Dans Où as-tu passé la nuit ?, l’auteur tente non seulement de démêler les fils (et pères) – souvent rompus, cachés, tus – de son histoire familiale mais de comprendre pourquoi ils furent emmêlés, rompus, cachés, tus. Fille de Fanny Howe, une descendante de la haute société bostonienne, et de Carl Senna, jeune écrivain noir ayant grandi dans la misère, Danzy Senna décide un jour de voyager dans le brouillard des dénis, mensonges, demi-vérité, fictions qui enveloppent ses origines. L’échec du mariage de ses parents, la vie plus que mystérieuse de sa grand-mère paternelle, les raisons qui ont fait que son père a cessé d’être un « écrivain prometteur » pour sombrer un temps dans l’alcool et la violence conjugale, le parcours de chacun et de ses prédécesseurs dans une Amérique où la mixité était interdite mais courante, où l’argent de l’esclavage se changeait en blanches et belles demeures pour les Nantis : les écueil sont nombreux, mais Danzy Senna les affronte tous.
Un jour, elle part avec son père retrouver les lieux d’enfance de ce dernier.

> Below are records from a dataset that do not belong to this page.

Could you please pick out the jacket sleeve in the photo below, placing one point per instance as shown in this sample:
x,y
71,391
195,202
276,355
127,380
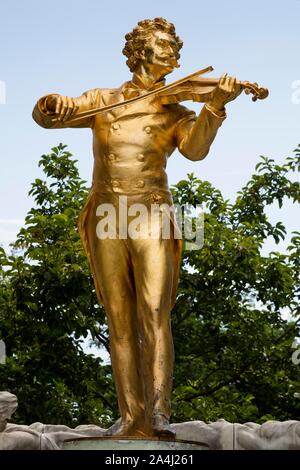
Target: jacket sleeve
x,y
48,119
194,135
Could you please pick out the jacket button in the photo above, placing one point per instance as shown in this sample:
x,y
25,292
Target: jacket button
x,y
140,184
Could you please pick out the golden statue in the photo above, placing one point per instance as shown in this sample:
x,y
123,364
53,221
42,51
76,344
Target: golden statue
x,y
136,128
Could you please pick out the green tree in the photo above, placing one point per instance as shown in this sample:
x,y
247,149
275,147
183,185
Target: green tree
x,y
48,305
233,346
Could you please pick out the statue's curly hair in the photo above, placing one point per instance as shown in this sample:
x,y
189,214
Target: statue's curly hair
x,y
137,39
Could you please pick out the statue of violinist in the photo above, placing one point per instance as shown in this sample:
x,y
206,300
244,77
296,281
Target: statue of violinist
x,y
135,130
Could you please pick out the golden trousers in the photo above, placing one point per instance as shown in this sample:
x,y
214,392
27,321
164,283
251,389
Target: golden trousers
x,y
136,281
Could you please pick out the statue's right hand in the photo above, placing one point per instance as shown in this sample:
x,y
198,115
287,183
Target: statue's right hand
x,y
63,106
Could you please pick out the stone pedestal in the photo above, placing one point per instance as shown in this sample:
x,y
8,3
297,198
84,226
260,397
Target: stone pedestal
x,y
131,443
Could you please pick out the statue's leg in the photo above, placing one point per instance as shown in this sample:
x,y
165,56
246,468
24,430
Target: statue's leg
x,y
112,266
154,269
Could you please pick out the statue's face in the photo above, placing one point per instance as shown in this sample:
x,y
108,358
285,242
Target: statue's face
x,y
161,52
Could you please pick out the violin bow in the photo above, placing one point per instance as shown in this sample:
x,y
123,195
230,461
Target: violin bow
x,y
248,87
103,109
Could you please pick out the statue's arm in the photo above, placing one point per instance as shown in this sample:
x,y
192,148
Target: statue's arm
x,y
56,111
194,135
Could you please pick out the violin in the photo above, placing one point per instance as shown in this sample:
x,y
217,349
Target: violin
x,y
192,87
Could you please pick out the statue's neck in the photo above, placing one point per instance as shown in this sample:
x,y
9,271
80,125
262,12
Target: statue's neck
x,y
147,77
2,425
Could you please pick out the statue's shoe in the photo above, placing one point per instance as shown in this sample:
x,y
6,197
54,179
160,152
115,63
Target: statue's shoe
x,y
125,429
161,426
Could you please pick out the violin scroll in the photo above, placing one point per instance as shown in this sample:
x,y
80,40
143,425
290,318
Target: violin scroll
x,y
259,93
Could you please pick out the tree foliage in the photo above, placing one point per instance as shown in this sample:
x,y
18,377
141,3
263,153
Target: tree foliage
x,y
233,344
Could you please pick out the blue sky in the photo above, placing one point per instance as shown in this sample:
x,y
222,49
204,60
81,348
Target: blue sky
x,y
70,46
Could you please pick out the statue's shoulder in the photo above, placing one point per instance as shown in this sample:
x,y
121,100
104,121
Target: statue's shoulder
x,y
181,111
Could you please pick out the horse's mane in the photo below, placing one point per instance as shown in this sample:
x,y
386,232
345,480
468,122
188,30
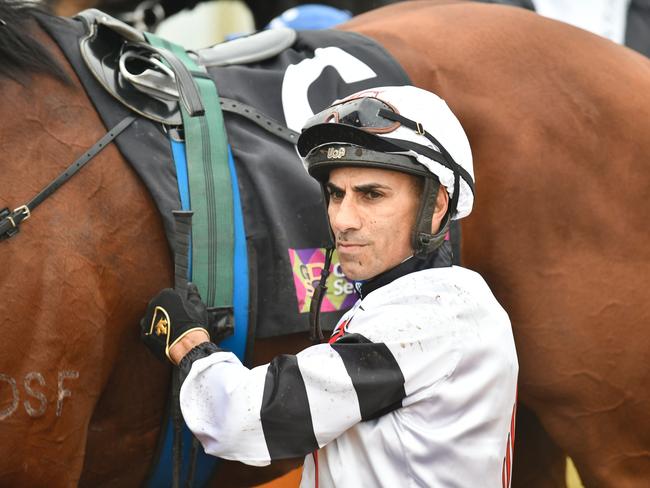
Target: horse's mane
x,y
20,53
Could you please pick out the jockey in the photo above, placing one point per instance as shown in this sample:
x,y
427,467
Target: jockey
x,y
417,384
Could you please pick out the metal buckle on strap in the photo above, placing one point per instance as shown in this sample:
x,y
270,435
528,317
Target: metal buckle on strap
x,y
24,209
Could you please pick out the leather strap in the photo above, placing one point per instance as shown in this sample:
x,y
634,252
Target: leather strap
x,y
265,122
210,189
11,220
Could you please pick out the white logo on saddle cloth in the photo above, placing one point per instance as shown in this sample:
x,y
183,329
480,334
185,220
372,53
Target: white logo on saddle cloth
x,y
299,77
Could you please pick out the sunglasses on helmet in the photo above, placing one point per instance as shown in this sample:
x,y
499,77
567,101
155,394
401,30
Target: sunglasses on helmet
x,y
368,113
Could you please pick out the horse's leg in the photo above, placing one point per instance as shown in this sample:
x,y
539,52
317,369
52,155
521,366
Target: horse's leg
x,y
74,283
539,462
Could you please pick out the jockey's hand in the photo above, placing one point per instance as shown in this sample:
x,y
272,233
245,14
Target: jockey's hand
x,y
171,316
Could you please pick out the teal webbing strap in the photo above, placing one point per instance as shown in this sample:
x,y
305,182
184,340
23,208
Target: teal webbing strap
x,y
210,189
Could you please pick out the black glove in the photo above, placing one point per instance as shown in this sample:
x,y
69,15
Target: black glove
x,y
169,317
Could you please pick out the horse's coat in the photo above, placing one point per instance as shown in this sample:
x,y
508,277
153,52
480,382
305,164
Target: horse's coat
x,y
558,121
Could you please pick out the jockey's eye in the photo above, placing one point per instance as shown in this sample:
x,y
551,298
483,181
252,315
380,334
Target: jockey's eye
x,y
335,194
373,195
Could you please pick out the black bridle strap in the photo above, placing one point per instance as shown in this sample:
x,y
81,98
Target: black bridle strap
x,y
9,221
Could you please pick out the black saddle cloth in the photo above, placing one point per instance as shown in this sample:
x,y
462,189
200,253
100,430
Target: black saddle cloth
x,y
283,210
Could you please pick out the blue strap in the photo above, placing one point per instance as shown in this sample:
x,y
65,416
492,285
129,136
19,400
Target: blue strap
x,y
205,464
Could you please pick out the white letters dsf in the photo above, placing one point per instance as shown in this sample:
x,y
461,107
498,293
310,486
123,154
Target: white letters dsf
x,y
35,403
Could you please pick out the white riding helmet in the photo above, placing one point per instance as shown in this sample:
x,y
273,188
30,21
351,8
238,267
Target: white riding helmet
x,y
402,128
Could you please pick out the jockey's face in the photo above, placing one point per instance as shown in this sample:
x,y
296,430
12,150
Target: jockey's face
x,y
372,213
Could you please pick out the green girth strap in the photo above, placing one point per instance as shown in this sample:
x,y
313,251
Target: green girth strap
x,y
210,188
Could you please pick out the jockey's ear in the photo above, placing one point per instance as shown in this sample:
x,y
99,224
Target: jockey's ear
x,y
442,202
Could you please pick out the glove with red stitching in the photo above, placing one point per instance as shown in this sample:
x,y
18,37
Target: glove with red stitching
x,y
169,317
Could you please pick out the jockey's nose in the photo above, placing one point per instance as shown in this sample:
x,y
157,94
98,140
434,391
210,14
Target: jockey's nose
x,y
344,214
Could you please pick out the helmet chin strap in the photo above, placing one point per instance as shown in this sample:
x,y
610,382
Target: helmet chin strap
x,y
425,242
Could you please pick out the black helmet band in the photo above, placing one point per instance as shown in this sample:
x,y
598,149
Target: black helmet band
x,y
326,157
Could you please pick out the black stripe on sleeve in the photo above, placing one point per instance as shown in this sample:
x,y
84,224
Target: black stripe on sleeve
x,y
376,376
285,415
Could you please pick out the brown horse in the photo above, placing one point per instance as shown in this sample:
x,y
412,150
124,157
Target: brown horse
x,y
558,120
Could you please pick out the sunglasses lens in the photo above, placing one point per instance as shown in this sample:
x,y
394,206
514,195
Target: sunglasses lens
x,y
362,113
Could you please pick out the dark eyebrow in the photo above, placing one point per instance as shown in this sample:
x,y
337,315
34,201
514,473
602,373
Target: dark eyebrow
x,y
368,187
332,187
360,188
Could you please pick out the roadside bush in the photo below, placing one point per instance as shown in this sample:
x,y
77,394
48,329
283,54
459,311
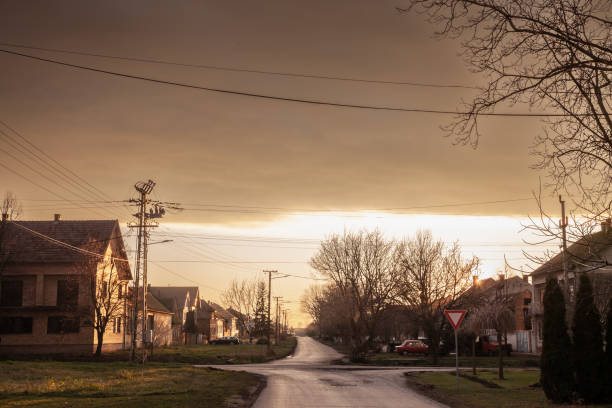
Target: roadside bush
x,y
588,352
557,377
607,377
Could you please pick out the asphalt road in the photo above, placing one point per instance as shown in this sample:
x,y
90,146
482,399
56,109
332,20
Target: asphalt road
x,y
306,379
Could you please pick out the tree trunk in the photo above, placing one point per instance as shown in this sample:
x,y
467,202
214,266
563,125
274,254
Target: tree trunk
x,y
474,356
100,334
501,356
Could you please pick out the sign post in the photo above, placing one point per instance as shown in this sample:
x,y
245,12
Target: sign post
x,y
455,317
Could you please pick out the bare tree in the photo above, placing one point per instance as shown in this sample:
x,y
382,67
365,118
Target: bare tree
x,y
241,296
499,315
104,288
312,303
551,55
10,209
361,267
432,278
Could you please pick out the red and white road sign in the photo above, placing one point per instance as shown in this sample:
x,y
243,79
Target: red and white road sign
x,y
455,317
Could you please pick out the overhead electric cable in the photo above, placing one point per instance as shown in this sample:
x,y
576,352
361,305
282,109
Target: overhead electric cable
x,y
288,99
233,69
64,244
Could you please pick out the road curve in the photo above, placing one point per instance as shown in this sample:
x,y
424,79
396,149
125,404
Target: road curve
x,y
307,380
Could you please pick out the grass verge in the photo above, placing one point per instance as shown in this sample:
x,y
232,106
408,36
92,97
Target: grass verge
x,y
119,384
187,354
516,391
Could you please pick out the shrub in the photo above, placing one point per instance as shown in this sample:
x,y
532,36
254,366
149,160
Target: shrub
x,y
588,352
557,375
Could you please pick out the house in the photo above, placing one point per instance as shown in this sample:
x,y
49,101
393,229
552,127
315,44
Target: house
x,y
517,294
591,254
53,276
180,300
227,323
159,321
243,323
207,322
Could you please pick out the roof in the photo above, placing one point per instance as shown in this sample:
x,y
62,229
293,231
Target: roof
x,y
168,294
155,305
221,312
36,241
586,248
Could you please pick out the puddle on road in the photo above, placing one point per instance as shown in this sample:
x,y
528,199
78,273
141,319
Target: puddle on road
x,y
336,383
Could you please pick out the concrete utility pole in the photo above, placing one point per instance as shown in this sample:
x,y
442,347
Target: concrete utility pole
x,y
277,327
144,223
269,272
563,224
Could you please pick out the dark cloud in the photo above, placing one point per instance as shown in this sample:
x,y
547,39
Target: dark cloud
x,y
205,147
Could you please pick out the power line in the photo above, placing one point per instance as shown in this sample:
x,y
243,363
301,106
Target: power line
x,y
233,69
288,99
50,163
64,244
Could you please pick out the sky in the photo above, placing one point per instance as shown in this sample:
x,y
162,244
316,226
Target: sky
x,y
249,167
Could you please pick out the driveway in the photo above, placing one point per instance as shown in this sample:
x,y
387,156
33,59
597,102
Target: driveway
x,y
307,379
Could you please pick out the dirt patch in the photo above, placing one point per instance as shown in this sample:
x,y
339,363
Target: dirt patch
x,y
430,391
478,380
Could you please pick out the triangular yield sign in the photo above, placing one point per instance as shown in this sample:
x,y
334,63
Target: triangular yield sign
x,y
455,317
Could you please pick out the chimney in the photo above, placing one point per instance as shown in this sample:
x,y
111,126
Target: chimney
x,y
606,226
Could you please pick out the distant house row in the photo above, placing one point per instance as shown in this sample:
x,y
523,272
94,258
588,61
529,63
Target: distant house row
x,y
55,274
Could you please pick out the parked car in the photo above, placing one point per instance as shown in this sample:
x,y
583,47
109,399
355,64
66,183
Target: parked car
x,y
485,346
225,340
412,347
443,347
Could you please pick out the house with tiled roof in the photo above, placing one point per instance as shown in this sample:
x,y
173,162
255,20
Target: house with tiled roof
x,y
52,275
227,323
180,300
591,254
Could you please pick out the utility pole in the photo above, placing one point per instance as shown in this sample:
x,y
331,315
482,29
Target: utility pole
x,y
143,224
563,224
277,327
269,272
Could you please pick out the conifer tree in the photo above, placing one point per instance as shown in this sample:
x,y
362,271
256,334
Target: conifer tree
x,y
588,345
556,376
607,363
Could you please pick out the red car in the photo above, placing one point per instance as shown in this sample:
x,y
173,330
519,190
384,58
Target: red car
x,y
412,347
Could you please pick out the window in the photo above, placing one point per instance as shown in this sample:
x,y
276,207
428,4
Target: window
x,y
67,292
12,293
15,325
117,325
62,324
527,318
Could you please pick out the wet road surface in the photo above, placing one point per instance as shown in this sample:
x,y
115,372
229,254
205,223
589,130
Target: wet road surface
x,y
307,379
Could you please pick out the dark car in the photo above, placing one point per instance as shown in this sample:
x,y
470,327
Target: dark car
x,y
225,340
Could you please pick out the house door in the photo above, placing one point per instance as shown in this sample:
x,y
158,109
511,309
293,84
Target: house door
x,y
522,341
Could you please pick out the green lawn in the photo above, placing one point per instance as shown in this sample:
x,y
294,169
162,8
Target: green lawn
x,y
515,391
223,353
167,380
118,384
189,354
514,360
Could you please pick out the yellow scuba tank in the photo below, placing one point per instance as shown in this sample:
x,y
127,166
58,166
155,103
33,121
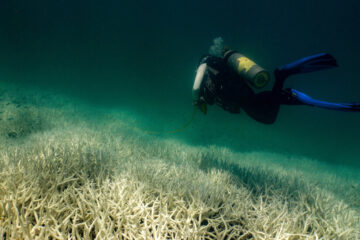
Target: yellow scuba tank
x,y
247,69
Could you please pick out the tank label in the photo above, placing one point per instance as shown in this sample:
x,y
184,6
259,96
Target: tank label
x,y
244,64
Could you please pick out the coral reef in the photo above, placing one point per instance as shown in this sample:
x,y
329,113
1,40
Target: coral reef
x,y
100,179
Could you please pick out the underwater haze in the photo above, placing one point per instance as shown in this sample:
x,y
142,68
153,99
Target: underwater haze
x,y
105,88
142,55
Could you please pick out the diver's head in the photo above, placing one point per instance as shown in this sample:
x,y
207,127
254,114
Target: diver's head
x,y
201,105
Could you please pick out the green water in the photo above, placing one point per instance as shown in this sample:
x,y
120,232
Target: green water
x,y
142,57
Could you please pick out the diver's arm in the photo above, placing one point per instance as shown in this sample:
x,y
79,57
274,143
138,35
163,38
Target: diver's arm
x,y
198,100
200,73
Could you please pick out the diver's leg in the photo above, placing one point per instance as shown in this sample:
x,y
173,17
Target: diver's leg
x,y
263,107
312,63
296,97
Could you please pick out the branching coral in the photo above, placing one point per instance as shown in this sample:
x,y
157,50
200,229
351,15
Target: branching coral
x,y
84,181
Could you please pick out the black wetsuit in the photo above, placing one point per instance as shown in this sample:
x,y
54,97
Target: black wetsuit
x,y
225,87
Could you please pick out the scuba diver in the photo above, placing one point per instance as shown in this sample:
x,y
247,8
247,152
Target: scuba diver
x,y
228,79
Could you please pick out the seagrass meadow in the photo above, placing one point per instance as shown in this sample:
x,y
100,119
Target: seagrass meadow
x,y
95,97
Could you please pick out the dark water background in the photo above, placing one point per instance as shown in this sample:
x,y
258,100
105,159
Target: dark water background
x,y
142,55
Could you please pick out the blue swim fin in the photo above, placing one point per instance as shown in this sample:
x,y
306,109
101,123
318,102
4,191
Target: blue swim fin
x,y
312,63
305,99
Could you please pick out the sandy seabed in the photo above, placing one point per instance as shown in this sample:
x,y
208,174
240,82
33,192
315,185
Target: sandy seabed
x,y
68,171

L’odyssée est brève et âpre. Pourquoi Anna, la mère de Carl, l’a-t-elle laissé dans un orphelinat pendant plusieurs années avec ses frères ? Le prêtre irlandais qu’aimait Anna fut-il davantage qu’un simple amant ? Le boxeur mexicain dont Carl ne possède rien d’autre qu’une coupure de presse vantant un de ses match est-il vraiment son père ? Les questions se bousculent, se heurtent, se défient. Une Amérique honteuse et secrète résiste ici à s’exprimer.
Mais ce travail d'excavation n'empêche pas Danzy Senna de garder la tête froide et de nous offrir des scènes d'anthologie, des moments de bravoure (au sens littéral), comme cette "messe noire" où l'entraîne une lointaine parente et où les corps voltigent sous la force de la rédemption, ou encore cet inénarrable repas de famille, "cène" bigarrée où la pluralité des sangs évite l'explosion.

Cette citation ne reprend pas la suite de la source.